6. Tellumpoccoé: Persatuan Tiga Kerajaan
Abad ke-16 menyaksikan terbentuknya aliansi Bone, Wajo, dan Soppeng: Tellumpoccoé. Aliansi ini dibangun atas persaudaraan, kesetaraan, dan perlindungan bersama dari ancaman luar, terutama dari Gowa dan Tallo.

Tellumpoccoé menjadi simbol persatuan, kerja sama militer, ekonomi, hukum, dan budaya. Nilai siri’ (harga diri), lempu’ (kejujuran), dan pacce (solidaritas) mengakar kuat dalam masyarakat Bugis hingga kini.

7. Masa Islamisasi dan Sinergi Adat
Abad ke-17 membawa Islam ke wilayah Bugis melalui ulama dan saudagar. Raja-raja Bugis memeluk Islam, menyatu dengan adat lama, membentuk falsafah “Ade’ na Sara’”: adat dan agama berjalan berdampingan. Sistem pemerintahan pun menjadi lebih kokoh, berpadu antara tradisi dan ajaran universal Islam.
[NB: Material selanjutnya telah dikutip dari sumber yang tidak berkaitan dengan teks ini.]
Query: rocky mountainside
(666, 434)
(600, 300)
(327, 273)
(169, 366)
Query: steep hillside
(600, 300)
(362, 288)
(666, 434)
8. Warisan dan Nilai yang Abadi
Meski kerajaan-kerajaan Bugis telah berlalu, warisan mereka tetap hidup:
  • Kepemimpinan yang bijaksana
  • Sistem sosial dan hukum yang kokoh
  • Arsitektur istana, tarian adat, upacara, dan naskah lontara
Semangat Tellumpoccoé masih menjadi simbol persatuan masyarakat Bugis di tanah air. Dari Luwu yang sakral, Bone yang kuat, Wajo yang demokratis, hingga Soppeng yang bijaksana, semuanya menorehkan warna khas dalam sejarah Nusantara.

Di balik semua itu, satu nilai terus hidup di jiwa Bugis:

“Siri’ na Pacce” - harga diri dan empati.

Selama nilai ini terjaga, roh kerajaan-kerajaan Bugis tetap abadi dalam bahasa, adat, dan hati setiap generasi yang bangga menyebut dirinya “To Ugi”, anak peradaban besar Sulawesi Selatan.